Now Law: Conaway, Giblin & Jimenez Bill Mandating Transparency, Truthful Advertising by Health Care Professionals

In an effort to provide patients with more clarity and transparency in their search for a health care practitioner, a bill sponsored by Assembly Democrats Herb Conaway, Thomas Giblin and Angelica Jimenez called the “New Jersey Health Care Transparency Act” was signed into law Monday.

The law (formerly bill A-4143/S-2465) requires health care professionals to clearly and accurately state their license and degree when advertising their practice and providing in-person care to patients. Any misleading or deceptive information in an advertisement regarding the professional’s training, skills, education, expertise and licensure/certification is prohibited.

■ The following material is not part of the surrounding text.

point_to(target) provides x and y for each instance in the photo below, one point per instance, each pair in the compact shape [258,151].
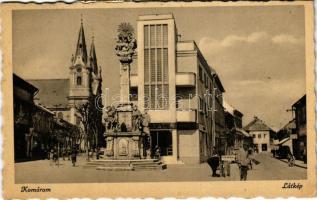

In order to help patients understand the professional’s qualifications, in-person notification must be provided through office signage and a nametag/embroidered identification worn by the provider that lists their license and degree. The legislation also specifies that medical doctors and doctors of osteopathic medicine can only describe themselves as “board certified” if they meet a specific set requirements.

Upon the legislation becoming law, the sponsors issued the following statements:

“When it comes to a professional field as complex and diverse as health care, we must have clarity and consistency across the board,” said Assemblyman Conaway (D-Burlington). “Patients need access to information that will help them make an educated decision about who to entrust their care to, based on the care each professional can actually provide. This law will make sure advertising and labeling clearly states a provider’s qualifications.”

“It is far too common for patients to be confused about whose services they are seeking due to similar titles being given to different specialists,” said Assemblyman Giblin (D-Essex, Passaic). “For example, someone seeking a psychiatrist may accidentally visit a mental healthcare professional who is not able to prescribe the medicine they require. Patients need straightforward information from providers to understand the differences between them.”

“When someone is experiencing a medical problem, the last thing they should have to worry about is how to figure out whether a professional is qualified to give them the specific care they need,” said Assemblywoman Jimenez (D-Bergen, Hudson). “Requiring health care professionals to clearly and accurately state their qualifications and skills will make it easier for patients to find who they’re looking for and get the help they need.”